Some authorities gravely go back with it to the time of Noah and the ark. The London Public Advertiser of March 13, 1769, prints the following paragraph concerning this theory:
"The mistake of Noah sending the dove out of the ark before the water had abated, on the first day of April, and to perpetuate the memory of this deliverance it was thought proper, whoever forgot so remarkable a circumstance, to punish them by sending them upon some sleeveless errand similar to that ineffectual message upon which the bird was sent by the patriarch." Bertha R. McDonald (1908 Source Wiki
4. What hoax did the BBC play on its viewers in 1957? The spaghetti tree. You must Google this story.
5. Which technology company had a history of April I pranks? Google
6. Why did that technology company stop the historical practice? Covid 19 - they were concerned about all the hoaxes being published around the disease.
May Fraud Trivia
1. Who was known as the great impostor?
2. What was Elizabeth Bigley, aka Cassie Chadwick, famous for?
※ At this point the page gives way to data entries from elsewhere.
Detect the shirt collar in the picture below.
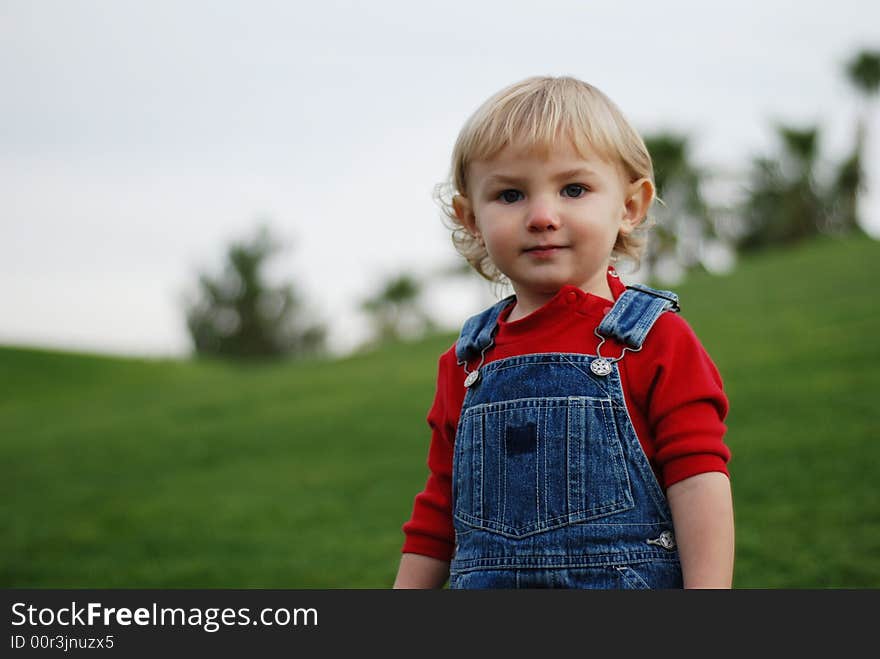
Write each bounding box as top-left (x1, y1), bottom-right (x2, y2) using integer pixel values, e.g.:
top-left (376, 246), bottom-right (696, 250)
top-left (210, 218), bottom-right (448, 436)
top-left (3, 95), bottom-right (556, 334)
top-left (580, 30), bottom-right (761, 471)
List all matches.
top-left (498, 266), bottom-right (626, 338)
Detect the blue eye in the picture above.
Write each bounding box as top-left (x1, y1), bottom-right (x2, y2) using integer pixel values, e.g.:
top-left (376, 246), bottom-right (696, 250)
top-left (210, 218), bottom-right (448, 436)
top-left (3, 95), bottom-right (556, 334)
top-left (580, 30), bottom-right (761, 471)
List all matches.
top-left (562, 183), bottom-right (587, 199)
top-left (498, 190), bottom-right (522, 204)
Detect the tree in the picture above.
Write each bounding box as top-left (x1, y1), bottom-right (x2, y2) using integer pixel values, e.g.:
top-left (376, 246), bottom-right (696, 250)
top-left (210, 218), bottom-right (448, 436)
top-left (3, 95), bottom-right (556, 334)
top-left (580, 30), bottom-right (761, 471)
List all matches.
top-left (739, 125), bottom-right (861, 251)
top-left (835, 50), bottom-right (880, 228)
top-left (644, 132), bottom-right (721, 276)
top-left (186, 225), bottom-right (325, 359)
top-left (361, 273), bottom-right (434, 342)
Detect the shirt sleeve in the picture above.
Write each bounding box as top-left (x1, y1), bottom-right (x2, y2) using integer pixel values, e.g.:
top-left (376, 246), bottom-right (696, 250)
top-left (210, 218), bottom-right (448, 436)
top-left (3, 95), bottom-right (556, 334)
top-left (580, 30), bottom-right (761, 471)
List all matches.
top-left (402, 352), bottom-right (458, 561)
top-left (647, 313), bottom-right (730, 488)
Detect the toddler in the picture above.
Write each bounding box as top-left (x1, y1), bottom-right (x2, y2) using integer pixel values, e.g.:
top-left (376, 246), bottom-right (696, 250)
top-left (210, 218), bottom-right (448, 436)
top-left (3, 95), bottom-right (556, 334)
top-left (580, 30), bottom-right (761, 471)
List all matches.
top-left (394, 77), bottom-right (734, 589)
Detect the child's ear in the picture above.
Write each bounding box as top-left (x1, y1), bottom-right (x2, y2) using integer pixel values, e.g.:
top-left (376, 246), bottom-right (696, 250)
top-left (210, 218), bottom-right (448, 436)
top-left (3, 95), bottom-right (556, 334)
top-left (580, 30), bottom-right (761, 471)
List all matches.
top-left (620, 178), bottom-right (654, 234)
top-left (452, 195), bottom-right (480, 237)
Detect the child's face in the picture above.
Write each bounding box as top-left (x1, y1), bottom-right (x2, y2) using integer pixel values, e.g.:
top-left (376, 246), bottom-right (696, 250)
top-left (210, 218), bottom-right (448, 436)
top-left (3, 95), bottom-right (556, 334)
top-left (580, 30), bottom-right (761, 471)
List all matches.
top-left (454, 141), bottom-right (653, 309)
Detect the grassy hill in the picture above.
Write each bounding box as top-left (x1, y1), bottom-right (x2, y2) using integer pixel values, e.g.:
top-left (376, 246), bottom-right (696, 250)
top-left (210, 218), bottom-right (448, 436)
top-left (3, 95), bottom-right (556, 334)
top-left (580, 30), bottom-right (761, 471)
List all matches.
top-left (0, 238), bottom-right (880, 588)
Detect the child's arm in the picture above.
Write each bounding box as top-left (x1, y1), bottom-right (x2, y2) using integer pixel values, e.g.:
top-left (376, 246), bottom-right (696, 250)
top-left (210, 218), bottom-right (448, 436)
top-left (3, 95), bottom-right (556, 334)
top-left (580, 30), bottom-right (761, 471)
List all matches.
top-left (666, 471), bottom-right (734, 588)
top-left (394, 553), bottom-right (449, 588)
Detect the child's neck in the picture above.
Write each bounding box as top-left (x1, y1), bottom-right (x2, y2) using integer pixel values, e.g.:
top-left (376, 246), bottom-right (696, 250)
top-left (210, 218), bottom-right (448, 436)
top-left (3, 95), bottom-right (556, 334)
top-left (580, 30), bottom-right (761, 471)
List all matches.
top-left (507, 275), bottom-right (614, 323)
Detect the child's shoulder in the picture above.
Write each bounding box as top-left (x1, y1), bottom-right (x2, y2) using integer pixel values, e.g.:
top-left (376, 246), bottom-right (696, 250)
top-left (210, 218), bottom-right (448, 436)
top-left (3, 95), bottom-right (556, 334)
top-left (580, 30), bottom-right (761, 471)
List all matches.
top-left (644, 311), bottom-right (720, 358)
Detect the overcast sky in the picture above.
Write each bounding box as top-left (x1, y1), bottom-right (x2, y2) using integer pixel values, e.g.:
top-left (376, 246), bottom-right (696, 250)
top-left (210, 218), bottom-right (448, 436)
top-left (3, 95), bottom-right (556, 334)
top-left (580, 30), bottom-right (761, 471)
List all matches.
top-left (0, 0), bottom-right (880, 355)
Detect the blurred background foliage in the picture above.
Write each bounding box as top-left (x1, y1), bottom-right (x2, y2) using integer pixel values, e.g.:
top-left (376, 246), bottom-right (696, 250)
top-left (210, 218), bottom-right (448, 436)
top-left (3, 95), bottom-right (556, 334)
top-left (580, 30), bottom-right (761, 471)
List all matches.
top-left (0, 51), bottom-right (880, 588)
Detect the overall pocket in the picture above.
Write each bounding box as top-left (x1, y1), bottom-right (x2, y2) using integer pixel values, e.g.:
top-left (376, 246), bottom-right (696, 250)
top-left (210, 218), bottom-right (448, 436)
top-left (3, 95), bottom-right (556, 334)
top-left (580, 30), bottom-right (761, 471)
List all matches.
top-left (453, 396), bottom-right (634, 538)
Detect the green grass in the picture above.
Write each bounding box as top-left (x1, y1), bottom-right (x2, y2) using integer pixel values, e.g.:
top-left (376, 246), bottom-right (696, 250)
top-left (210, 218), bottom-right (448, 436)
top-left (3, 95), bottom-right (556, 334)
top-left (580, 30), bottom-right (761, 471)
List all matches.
top-left (0, 238), bottom-right (880, 588)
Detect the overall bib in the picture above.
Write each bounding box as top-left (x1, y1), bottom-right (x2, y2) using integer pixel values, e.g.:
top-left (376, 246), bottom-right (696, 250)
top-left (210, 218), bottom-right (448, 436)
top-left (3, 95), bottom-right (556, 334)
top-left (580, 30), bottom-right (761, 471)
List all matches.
top-left (449, 286), bottom-right (682, 589)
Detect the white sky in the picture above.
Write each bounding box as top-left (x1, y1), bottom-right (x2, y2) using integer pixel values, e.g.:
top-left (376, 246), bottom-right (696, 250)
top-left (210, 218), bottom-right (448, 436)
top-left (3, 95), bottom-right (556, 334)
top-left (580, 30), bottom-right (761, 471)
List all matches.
top-left (0, 0), bottom-right (880, 355)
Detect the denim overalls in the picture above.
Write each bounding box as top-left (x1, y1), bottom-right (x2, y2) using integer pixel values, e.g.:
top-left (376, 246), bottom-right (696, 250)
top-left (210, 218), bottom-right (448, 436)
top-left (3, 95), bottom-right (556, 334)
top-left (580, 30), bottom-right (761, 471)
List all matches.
top-left (449, 286), bottom-right (682, 588)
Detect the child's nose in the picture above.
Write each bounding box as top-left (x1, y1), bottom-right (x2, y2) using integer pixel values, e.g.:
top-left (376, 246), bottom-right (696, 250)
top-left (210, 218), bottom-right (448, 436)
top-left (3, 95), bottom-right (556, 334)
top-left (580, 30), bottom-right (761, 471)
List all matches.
top-left (527, 202), bottom-right (559, 231)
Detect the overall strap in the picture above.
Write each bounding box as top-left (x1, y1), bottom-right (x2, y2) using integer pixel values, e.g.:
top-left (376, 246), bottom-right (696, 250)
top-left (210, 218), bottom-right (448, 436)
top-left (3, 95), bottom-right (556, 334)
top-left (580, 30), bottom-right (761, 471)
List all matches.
top-left (596, 284), bottom-right (681, 350)
top-left (455, 295), bottom-right (516, 364)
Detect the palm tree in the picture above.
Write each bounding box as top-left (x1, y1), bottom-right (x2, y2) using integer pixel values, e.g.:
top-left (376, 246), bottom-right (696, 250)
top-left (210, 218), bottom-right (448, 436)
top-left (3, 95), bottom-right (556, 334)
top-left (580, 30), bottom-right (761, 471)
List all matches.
top-left (836, 50), bottom-right (880, 228)
top-left (644, 132), bottom-right (717, 276)
top-left (361, 273), bottom-right (434, 342)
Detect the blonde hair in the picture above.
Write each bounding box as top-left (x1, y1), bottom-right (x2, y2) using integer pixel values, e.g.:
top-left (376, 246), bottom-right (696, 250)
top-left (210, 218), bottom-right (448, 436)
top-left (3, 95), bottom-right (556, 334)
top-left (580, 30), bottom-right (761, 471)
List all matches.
top-left (435, 76), bottom-right (654, 282)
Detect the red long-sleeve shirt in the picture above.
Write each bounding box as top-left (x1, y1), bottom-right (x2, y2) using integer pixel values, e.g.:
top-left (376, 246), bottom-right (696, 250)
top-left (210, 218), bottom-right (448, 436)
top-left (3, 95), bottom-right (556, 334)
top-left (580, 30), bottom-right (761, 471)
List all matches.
top-left (402, 269), bottom-right (730, 561)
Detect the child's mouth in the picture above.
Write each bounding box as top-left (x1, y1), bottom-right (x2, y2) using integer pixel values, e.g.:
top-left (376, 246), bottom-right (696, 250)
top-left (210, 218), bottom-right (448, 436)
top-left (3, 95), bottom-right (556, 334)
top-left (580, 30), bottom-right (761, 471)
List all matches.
top-left (525, 245), bottom-right (565, 258)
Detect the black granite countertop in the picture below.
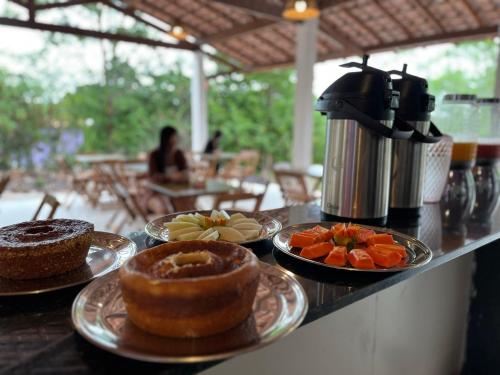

3. Who: Her 2008 memoir, Can You Ever Forgive Me? It later became an Academy Award–nominated movie starring Melissa McCarthy.
4. Who was reportedly paid $320,000 by Netflix for the rights to turn her adventures into the 2022 limited series Inventing Anna, with Julia Garner portraying her onscreen. This person also competed on the ABC reality competition show Dancing with the Stars in 2024.
5. This story also earned the Netflix treatment in the form of the 2022 documentary The Tinder Swindler. While the exposure led to his expulsion from dating sites and a lawsuit filed by a family known as the Diamond Family, this person has since signed with a Hollywood agent and wants to appear on his own dating show.